La Pampa, au coeur de l’Argentine

Plaines immenses de La Pampa, centre agricole et terres de gauchos

D’origine quechua, le mot pampa signifie plaine. Il désigne les immenses prairies d’Amérique latine qui s’étendent entre le sud du Brésil, l’Uruguay et l’Argentine. En Argentine, la pampa correspond à pas moins de 650 000 km², soit 20 % du pays, depuis le Chaco au nord, jusqu’au río Colorado au sud, et des contreforts des Andes à l’ouest au río Paraná à l’est. Les trois villes principales argentines sont situées dans la pampa : la capitale du pays Buenos Aires, Cordoba, capitale de la province du même nom au pied des Sierras, et Rosario, capitale de la province de Santa Fe.

Les colons espagnols avaient aussi baptisé « indiens pampas » des communautés autochtones de la région, aujourd’hui disparus suite aux épidémies et aux défaites subies lors de la colonisation de leur territoire. Ces gigantesques zones quasiment vierges ont été le terrain privilégié de la vie des gauchos. En effet, leurs terres fertiles offraient un pâturage de choix pour les troupeaux de vaches et les manades de chevaux qu’ils conduisaient pour le compte des grandes estancias locales. L’Argentine reste un très important producteur de viande.

 

La richesse de ces terres de la pampa s’exprime pleinement lorsqu’elles sont plantées de culture comme le soja, le maïs, le blé, la luzerne et le tournesol.  C’est grâce à elles que l’Argentine s’enrichit énormément en devenant le grenier de l’Europe du début du XXe siècle à l’époque de la seconde guerre mondiale. Aujourd’hui, les milliers d’hectares de soja, dont les récoltes sont exportées principalement vers la Chine, assurent une véritable rente dont l’économie argentine a bien besoin pour faire face au déficit de ses caisses. La production agricole de la pampa contribue pour 12 % du PIB argentin et 60 % des exportations totales du pays.

 

Le développement de l’agriculture et l’élevage a eu un impact considérable sur l’écosystème de la pampa et a entraîné la quasi disparition du puma, du ñandú, du guanaco, ainsi que de nombreuses espèces de gibier sauvage.
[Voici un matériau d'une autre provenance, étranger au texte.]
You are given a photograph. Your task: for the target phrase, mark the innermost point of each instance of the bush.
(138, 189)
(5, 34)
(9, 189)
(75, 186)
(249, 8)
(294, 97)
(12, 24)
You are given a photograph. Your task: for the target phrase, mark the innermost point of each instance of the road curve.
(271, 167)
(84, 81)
Les immensités de la pampa sont aujourd’hui principalement peuplées d’espèces introduites par l’homme pour la chasse, comme le lièvre et le sanglier, ou d’animaux de petite taille comme le renard de la pampa, le cuy, sorte de rongeur, ou le carpincho, prisé pour son cuir, de quelques reptiles, et de nombres d’oiseaux. La région se caractérise par des étendues rases d’herbe pampa, quasi dépourvues d’arbres ; seul l’ombú ponctue ces horizons qui s’étendent à perte de vue.
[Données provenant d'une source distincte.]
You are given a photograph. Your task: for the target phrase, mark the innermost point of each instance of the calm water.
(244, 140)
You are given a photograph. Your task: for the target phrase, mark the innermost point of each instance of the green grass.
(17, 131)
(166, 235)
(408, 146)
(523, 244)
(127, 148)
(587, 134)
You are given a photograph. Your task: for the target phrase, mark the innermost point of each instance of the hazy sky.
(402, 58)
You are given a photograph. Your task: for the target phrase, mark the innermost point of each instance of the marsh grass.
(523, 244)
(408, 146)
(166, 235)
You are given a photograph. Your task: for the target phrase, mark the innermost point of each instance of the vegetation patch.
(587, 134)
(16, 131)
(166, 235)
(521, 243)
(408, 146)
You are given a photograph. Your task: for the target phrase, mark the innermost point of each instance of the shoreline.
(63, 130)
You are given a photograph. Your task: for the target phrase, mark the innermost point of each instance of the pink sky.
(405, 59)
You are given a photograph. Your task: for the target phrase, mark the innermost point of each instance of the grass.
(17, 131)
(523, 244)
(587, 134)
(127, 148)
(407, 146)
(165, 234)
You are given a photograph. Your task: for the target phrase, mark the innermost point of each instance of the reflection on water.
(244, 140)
Il est particulièrement dépaysant de faire un séjour dans une des grandes estancias de la pampa, où l’on peut profiter des activités traditionnelles du campo argentin. Les asados, ou grillades pantagruéliques, les promenades à cheval pour observer le marquage des jeunes veaux, ou encore les grands rassemblements traditionnels comme celui de la fête de la tradition chaque année à San Antonio de Areco sont autant d’occasions pour une immersion dans l’univers des gauchos.